NewslettersNovember 6th, 2018

PG #21: Is ‘human-centred design’ complicit in making dodgy products more palatable?

'Innovation' without ethics

Here in Australia, we've been witness to a series of shocking revelations in the finance industry through a Royal Commission into the Banking, Superannuation and Financial Services Industries.

The interim report of the commission makes for damning reading, but the executive summary sums it up pretty neatly. When answering the question, "Why do these industries behave the way they do?" (i.e. very poorly), it states that:

"the answer seems to be greed – the pursuit of short term profit at the expense of basic standards of honesty."

The community backlash has been huge, with all major banks in Australia last week reporting shrinking profits and downgrading their financial forecasts.
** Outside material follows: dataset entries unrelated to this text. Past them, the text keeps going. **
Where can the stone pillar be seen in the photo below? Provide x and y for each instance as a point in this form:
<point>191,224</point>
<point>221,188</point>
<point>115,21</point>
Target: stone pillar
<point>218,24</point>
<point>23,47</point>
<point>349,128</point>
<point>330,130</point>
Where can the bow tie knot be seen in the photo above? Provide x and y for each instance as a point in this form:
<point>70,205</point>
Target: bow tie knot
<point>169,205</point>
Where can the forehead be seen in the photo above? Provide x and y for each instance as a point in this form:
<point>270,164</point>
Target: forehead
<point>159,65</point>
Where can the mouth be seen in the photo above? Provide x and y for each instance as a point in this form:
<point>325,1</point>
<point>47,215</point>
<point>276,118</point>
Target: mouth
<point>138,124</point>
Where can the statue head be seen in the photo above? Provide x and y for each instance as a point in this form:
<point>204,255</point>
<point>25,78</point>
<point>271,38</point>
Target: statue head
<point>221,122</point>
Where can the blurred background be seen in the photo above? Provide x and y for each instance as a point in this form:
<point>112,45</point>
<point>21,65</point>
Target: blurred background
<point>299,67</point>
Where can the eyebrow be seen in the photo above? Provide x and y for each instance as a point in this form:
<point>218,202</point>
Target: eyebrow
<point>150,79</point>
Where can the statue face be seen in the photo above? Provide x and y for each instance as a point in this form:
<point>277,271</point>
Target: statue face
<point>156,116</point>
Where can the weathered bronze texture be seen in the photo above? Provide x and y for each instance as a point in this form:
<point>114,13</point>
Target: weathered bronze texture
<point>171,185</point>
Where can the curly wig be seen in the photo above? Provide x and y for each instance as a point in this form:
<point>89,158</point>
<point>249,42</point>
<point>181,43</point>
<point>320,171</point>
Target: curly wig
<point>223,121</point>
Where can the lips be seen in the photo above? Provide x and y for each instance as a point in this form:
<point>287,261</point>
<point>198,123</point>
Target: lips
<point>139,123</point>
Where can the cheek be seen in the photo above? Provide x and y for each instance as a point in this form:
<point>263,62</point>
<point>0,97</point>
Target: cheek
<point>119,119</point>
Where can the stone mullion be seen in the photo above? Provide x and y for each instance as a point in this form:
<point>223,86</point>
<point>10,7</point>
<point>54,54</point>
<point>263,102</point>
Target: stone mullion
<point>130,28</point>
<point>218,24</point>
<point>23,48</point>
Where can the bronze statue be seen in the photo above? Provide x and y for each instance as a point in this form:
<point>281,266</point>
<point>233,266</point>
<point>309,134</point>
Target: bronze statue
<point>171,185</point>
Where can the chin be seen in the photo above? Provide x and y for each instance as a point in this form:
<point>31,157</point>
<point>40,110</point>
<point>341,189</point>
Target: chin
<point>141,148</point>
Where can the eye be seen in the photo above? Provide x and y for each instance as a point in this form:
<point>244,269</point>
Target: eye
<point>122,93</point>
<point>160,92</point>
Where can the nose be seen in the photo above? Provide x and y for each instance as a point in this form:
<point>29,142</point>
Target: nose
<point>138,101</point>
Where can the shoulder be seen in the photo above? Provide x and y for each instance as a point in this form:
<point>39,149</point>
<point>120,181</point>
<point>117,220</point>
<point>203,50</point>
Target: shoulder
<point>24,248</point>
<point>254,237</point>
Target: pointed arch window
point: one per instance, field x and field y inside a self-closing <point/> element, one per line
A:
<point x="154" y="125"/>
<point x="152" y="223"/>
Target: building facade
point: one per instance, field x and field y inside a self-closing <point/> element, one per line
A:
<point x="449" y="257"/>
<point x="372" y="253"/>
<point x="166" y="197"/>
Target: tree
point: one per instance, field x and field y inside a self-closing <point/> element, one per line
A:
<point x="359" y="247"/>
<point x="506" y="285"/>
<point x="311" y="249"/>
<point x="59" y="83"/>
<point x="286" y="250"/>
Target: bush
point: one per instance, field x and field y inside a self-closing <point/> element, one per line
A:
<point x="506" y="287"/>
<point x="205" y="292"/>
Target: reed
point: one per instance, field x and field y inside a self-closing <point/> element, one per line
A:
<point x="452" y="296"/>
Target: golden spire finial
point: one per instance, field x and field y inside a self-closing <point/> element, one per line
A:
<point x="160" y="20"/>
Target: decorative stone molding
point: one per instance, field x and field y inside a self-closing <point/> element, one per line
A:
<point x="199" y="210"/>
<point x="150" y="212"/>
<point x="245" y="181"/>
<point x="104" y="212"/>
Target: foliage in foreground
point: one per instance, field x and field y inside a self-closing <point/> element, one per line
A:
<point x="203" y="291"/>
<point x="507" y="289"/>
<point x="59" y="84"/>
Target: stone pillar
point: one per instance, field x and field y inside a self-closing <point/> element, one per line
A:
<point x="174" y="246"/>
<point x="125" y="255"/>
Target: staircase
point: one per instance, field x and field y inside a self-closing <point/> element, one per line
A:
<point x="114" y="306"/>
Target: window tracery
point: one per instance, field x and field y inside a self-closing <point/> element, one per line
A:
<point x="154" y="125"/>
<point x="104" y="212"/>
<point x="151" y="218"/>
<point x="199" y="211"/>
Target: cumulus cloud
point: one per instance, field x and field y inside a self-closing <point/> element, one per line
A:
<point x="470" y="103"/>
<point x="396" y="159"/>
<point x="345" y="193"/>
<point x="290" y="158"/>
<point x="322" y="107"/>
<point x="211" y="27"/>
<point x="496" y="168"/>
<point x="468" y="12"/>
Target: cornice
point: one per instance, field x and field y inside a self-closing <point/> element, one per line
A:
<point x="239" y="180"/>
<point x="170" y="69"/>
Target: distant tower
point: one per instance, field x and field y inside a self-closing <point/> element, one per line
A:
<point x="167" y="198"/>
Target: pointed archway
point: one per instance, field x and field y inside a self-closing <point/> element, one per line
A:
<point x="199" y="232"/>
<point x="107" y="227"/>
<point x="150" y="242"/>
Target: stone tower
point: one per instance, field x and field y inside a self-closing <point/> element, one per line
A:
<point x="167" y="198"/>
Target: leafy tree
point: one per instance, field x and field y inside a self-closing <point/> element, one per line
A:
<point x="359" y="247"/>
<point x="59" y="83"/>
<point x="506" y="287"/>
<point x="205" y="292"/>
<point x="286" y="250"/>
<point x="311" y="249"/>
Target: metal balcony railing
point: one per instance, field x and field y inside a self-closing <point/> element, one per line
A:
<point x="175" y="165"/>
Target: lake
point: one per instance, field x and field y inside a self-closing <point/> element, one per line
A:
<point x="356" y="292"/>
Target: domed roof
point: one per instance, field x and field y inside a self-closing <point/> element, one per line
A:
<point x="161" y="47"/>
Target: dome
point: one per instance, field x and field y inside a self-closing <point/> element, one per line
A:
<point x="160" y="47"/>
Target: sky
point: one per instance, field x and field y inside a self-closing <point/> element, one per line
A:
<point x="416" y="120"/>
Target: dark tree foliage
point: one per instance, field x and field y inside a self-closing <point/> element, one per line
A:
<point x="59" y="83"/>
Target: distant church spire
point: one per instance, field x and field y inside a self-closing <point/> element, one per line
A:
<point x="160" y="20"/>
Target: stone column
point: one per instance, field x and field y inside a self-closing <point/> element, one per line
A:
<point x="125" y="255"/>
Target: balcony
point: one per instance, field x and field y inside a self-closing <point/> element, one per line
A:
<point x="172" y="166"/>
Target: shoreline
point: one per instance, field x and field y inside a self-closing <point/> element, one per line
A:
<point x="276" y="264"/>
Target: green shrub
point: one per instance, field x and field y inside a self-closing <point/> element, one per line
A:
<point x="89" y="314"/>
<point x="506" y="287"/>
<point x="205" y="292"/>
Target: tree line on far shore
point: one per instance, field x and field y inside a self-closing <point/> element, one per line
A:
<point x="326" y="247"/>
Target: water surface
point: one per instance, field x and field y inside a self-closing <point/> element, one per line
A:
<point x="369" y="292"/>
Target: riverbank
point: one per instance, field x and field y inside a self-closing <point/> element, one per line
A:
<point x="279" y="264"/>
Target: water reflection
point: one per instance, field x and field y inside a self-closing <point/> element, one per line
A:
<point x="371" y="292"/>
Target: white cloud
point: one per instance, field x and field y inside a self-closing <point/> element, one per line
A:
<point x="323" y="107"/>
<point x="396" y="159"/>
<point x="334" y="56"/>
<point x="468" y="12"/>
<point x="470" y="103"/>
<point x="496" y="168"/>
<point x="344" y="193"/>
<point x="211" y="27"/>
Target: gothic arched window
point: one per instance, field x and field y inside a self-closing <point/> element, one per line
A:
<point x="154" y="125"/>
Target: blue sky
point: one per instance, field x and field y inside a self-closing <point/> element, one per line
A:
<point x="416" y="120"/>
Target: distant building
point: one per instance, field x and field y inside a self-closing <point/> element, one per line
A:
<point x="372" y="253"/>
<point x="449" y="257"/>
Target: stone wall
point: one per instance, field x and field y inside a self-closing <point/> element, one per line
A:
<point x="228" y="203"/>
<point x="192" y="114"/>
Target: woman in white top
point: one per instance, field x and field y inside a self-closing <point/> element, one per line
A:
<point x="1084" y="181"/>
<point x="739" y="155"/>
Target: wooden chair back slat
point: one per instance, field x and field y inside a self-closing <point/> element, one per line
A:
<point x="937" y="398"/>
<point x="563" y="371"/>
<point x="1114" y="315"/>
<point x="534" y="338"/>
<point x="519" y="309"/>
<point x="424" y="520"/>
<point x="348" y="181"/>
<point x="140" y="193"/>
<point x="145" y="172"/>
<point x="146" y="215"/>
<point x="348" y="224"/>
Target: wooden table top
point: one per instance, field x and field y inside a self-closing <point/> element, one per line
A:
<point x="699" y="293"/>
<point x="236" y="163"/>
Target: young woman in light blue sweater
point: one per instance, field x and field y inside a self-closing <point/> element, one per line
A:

Ethics – or the lack of – are affecting the bottom line.

Too often, 'innovation' in the finance industry has been the realm of financial technicians and techno-fetishists; either through intentionally obscure, higher-order financial 'products', or 'solution without a problem' experiments such as the blockchain.

The role of human-centred design in these organisations has traditionally been to help deliver a palatable experience around these innovations – using the tools and techniques of digital and service design to remove pain points and improve the user experience.

What the Royal Commission shows, though, is that 'innovation' in these organisations has been co-opted towards short-term profit. Despite being 'human-centred', design has been complicit in making poor advice, fee for no service products, and unaffordable loans inappropriately accessible to our communities.

So what should design do?

We think the next wave of innovation in the finance industry must be around product and service design ethics, making sure that digital services are meeting real community needs, and transforming the industry itself to be more closely connected to its customers.

Design is good at building usable experiences, and at making the complex understandable. It now needs to start thinking of innovation within financial organisations as a systems problem, to look at the ways product and service innovations happen, and to better design that process.

Design, broadly thought of here as systems and organisation design, can help build checks and balances throughout the innovation process to ensure that financial organisations aren't just 'human-centred', but ethical.